I am working on validating my commenting script, and I need to strip down all non-alphanumeric chars except those used in Western Europe.
My plan is to regex out all non-alphanumeric characters with:
preg_replace("/[^A-Za-z0-9 ]/", '', $string);
But that so far strips out all European characters and a £ sign, so "Café Rouge" becomes "Caf Rouge".

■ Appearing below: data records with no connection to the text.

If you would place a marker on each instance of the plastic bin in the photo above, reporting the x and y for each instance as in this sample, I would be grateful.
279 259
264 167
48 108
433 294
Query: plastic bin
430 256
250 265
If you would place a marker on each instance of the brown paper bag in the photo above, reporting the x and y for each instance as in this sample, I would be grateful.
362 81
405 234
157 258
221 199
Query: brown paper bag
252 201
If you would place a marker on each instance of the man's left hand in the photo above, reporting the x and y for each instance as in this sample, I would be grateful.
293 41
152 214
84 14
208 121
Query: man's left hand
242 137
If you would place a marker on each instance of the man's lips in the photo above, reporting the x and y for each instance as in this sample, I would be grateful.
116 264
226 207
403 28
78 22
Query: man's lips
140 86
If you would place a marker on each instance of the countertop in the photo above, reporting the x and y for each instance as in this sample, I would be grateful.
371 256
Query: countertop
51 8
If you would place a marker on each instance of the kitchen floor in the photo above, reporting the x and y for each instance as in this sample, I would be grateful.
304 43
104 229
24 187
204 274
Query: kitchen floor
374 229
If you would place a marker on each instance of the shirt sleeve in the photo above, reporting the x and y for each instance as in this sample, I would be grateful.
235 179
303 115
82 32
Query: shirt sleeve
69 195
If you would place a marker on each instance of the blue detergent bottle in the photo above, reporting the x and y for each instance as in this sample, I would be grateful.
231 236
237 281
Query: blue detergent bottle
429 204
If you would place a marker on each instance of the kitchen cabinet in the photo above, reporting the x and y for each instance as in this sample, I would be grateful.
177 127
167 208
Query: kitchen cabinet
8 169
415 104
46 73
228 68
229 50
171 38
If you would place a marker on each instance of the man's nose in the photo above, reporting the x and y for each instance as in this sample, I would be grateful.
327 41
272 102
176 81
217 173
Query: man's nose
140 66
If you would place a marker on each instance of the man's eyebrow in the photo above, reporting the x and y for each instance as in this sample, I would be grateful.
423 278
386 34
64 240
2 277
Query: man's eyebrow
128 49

How can I add an array of Euro chars to the above regex.
The array is:
£, €,
á, à, â, ä, æ, ã, å,
è, é, ê, ë,
î, ï, í, ì,
ô, ö, ò, ó, ø, õ,
û, ü, ù, ú,
ÿ,
ñ,
ß
I use UTF-8
SOLUTION:
$comment = preg_replace('/[^\p{Latin}\d\s\p{P}]/u', '', $comment);
and
$name = preg_replace('/[^\p{Latin}]/u', '', $name);
$name aslo removes punctuation marks and spaces
Thanks for quick replies
The important part is the
/u
flag. Make sure your source code and$string
are UTF-8 encoded.I still think it's the wrong approach, because it severely limits what your users can enter and it will annoy some, but whatever floats your boat... BTW, your list contains no punctuation characters.